The Organization for Economic Cooperation and Development says in its latest study the rich are getting richer and the poor poorer in most developed countries. And there isn't much the wealthy nations can do about it as they struggle to keep their heads above the rising tide of deficit financing.
The next president of the United States begins his first term with a current account deficit of close to $1 trillion.
As Russia re-emerges on the global stage where China and India are strutting their stuff, the United States is much diminished. The failure of the Doha trade talks earlier this year was another manifestation of the shifting balance of power.
In his new book, "The Three Trillion Dollar War," co-authored with Harvard's Kennedy School professor Linda J. Bilmes, Columbia University professor Joseph Stiglitz says he was driven by "the suspected disparity between the advertised cost of the [Iraq] war and the true cost on the economy."

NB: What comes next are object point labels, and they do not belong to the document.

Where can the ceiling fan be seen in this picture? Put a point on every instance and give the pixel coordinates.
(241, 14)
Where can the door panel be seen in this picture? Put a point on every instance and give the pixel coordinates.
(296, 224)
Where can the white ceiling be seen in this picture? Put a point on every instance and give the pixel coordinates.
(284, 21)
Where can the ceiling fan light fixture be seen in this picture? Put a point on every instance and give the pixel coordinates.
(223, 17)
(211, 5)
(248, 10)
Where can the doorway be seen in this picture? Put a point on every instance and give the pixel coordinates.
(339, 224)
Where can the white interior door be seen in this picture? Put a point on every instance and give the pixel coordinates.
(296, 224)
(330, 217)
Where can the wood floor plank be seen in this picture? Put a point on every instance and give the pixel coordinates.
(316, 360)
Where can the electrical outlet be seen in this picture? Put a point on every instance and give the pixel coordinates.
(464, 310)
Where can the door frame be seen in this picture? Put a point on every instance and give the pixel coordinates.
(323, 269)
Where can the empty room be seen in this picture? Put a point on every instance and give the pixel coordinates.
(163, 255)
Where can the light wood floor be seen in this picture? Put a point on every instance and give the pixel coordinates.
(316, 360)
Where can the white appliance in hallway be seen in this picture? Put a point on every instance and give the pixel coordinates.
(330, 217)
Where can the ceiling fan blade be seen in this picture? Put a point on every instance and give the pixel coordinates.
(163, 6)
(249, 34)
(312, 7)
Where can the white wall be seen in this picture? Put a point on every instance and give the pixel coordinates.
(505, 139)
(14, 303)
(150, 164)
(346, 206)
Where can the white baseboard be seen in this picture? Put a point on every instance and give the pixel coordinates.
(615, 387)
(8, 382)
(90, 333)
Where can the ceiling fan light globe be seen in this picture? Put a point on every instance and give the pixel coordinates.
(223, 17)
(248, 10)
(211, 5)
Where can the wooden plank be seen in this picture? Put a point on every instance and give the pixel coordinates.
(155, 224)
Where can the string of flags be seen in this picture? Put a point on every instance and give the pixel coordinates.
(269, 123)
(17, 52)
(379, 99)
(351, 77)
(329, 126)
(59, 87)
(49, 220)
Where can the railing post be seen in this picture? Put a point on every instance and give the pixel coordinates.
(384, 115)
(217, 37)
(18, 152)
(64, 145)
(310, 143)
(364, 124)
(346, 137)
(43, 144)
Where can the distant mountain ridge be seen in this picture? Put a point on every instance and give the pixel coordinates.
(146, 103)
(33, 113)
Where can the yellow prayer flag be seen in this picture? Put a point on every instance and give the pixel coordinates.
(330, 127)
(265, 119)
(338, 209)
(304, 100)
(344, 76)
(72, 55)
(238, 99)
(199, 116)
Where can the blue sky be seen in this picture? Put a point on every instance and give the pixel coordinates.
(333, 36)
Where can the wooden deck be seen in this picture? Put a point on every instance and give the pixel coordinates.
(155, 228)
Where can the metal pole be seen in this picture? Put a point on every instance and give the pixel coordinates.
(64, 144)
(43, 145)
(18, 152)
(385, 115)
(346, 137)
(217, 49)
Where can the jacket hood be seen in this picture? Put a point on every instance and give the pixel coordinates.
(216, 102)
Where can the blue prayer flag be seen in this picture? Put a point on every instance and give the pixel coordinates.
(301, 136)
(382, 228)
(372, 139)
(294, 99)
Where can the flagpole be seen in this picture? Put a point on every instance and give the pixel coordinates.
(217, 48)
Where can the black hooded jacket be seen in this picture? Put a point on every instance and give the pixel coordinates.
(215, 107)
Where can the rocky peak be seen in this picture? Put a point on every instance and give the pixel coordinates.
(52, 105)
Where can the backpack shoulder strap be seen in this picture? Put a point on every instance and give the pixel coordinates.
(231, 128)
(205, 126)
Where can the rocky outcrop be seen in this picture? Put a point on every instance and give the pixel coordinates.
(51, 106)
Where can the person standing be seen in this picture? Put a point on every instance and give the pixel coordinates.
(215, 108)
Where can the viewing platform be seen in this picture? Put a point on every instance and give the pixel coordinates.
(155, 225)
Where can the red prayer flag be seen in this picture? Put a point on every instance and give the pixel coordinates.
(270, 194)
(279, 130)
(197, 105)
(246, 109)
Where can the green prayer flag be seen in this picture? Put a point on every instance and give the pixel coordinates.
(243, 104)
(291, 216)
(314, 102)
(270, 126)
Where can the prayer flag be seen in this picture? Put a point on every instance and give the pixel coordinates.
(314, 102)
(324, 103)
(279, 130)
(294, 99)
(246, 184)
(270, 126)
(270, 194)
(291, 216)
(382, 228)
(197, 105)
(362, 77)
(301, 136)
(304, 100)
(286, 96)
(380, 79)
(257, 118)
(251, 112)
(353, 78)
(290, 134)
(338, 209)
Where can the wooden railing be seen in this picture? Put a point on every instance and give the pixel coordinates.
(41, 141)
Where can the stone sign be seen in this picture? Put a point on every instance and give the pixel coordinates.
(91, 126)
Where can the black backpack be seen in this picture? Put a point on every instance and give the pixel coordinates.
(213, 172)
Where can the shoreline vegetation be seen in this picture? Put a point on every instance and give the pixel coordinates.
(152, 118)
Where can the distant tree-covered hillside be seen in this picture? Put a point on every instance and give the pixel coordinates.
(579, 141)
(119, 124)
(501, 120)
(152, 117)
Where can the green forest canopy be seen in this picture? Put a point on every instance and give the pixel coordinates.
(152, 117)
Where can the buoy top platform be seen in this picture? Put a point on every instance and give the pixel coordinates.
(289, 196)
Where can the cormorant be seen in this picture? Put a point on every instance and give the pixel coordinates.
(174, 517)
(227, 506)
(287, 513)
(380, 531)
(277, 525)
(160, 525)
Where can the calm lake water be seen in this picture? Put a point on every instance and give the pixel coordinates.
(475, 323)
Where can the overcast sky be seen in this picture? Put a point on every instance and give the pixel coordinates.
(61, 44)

When White House Director of the National Economic Council Lawrence Lindsey said the war might cost $100 billion to $200 billion, this figure was dismissed, as he was, in favor of a $50 billion to $60 billion estimate.
"It was clear," says Stiglitz, Nobel Prize-winner in Economic Sciences in 2001, in the Yale Journal of International Affairs, that there was an agenda to keep the real tab concealed. He lists the high price of oil as having a depressing effect on the economy. "Deficit spending on the magnitude we have engaged in can't help but have a negative effect on our economy. At the very least, it led to a weakening of the dollar, which has led to inflationary pressures . . ."
Stiglitz also says the United States is fighting on borrowed funds from abroad, including China. "Since America's savings is down to zero.
"We have had to borrow from abroad. So although you cannot say the money that China is lending is going to Iraq per se . . . this is the first war since the Revolution we have had to rely on foreign debt."
Sleight of hand through some 26 separate bills for the war, he claims, have concealed true costs, notably the tens of thousands of contractors paid top dollar both at home and in Iraq.
Both Iraq and Afghanistan will continue to drain the Treasury with life-long costs for some 20,000 wounded veterans. Wall Street's excesses have weakened America's standing the world over. So either we accommodate the new global power realities, or we slowly drift into a new world disorder.